Look again at the first few rows and columns:
sociality[1:3,1:3]
id1 id2 id3
id1 0.50000000 0.02758621 0.00000000
id2 0.02758621 0.50000000 0.02424242
id3 0.00000000 0.02424242 0.50000000
If we don’t like the fact that the diagonal has large values (after all, it doesn’t make much sense to quantify how much an individual associates with itself), we can use the diag()

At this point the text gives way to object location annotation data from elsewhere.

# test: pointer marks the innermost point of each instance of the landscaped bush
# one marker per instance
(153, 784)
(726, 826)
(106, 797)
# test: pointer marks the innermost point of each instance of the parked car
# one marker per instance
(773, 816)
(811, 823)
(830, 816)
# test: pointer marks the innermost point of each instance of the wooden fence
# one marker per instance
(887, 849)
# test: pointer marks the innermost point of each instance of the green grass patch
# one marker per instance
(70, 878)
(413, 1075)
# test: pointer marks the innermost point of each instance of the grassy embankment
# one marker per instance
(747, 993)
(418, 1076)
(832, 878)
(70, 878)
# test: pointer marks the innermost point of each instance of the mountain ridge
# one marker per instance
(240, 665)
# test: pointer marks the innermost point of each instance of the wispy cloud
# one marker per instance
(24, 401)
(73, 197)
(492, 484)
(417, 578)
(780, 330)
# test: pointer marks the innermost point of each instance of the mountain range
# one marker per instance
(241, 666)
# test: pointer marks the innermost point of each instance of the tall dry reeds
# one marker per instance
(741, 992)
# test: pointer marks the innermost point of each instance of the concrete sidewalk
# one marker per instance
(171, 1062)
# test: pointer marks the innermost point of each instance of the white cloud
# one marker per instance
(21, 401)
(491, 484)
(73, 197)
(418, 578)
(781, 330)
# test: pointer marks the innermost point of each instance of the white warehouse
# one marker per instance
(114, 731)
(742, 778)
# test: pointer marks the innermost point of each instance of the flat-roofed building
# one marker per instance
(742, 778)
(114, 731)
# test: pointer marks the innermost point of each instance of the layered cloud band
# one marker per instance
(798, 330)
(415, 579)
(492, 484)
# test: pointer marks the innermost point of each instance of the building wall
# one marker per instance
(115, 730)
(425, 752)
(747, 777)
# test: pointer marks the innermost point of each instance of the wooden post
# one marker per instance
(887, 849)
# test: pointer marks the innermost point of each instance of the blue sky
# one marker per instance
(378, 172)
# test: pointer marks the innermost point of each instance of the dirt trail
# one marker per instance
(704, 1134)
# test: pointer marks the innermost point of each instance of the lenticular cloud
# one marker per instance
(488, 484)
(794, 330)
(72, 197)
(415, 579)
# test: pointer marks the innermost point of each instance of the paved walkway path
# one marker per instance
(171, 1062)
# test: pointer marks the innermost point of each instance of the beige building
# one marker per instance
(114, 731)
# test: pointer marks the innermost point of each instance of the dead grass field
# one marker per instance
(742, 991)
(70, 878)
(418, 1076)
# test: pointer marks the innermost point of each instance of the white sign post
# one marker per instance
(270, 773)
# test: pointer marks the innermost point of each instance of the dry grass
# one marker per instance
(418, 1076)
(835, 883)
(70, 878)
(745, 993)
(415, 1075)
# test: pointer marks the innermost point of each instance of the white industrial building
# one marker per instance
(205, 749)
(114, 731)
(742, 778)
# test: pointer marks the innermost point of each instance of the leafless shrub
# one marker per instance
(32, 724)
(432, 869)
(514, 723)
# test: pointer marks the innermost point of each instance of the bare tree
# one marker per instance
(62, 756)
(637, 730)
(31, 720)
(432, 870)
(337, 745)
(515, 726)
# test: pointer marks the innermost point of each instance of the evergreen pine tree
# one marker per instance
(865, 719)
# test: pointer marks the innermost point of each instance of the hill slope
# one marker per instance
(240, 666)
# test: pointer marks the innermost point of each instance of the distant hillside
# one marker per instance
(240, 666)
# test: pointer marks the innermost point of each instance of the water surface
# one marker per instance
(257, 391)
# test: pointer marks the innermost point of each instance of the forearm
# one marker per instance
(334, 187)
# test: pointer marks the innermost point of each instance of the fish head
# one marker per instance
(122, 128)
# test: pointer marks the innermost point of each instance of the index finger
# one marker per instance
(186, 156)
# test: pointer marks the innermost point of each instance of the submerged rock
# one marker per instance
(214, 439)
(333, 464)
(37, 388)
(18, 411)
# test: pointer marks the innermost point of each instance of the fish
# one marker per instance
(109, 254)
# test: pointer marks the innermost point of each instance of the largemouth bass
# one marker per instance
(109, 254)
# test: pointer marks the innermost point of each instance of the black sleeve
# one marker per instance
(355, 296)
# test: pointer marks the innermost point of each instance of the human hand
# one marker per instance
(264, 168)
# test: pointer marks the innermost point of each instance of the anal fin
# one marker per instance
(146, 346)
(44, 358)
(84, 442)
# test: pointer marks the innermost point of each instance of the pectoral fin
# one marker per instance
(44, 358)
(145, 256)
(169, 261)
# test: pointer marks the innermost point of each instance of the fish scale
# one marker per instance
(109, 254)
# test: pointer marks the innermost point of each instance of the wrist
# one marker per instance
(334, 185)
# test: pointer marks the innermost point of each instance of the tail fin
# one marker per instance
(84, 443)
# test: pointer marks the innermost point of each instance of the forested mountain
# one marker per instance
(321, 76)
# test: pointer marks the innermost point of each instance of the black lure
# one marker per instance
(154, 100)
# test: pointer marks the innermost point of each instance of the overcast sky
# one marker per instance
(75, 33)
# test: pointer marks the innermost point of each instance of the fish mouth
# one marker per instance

function to replace those diagonal values with NA
:
diag(sociality) <- NA
sociality[1:5,1:5]
id1 id2 id3 id4 id5
id1 NA 0.02758621 0.00000000 0.00000000 0.00000000
id2 0.02758621 NA 0.02424242 0.00000000 0.02439024
id3 0.00000000 0.02424242 NA 0.00000000 0.00000000
id4 0.00000000 0.00000000 0.00000000 NA 0.02631579
id5 0.00000000 0.02439024 0.00000000 0.02631579 NA
Now that we’ve cancelled out the diagnoal, a heatmap of this dataset will show us which whales are involved in the strongest social associations:
Review exercise
Task 1
Write a function that uses for
loop techniques to convert any matrix, such as the sociality
matrix above, into a dataframe. This dataframe must have a row for each value in the matrix, with three columns: row_name
, col_name
, and data
.
The output of your function must be a list with two elements, raw_matrix
and df
(which contains your new dataframe).
Demonstrate that your function works using the sociality
dataset above.
Task 2
Then, write a function that reverses your work: this new function will take the dataframe
output of your first function and revert your dataframe back into a matrix. The output of this function will also be a list with two elements, raw_df
and matrix
(which contains your new dataframe).
In this function, include an input option giving you the choice of setting the diagonal in your matrix to NA
.
Demonstrate that the matrix output of your second function is the same as the original sociality
dataset, and demonstrate that the diagonal input works as well.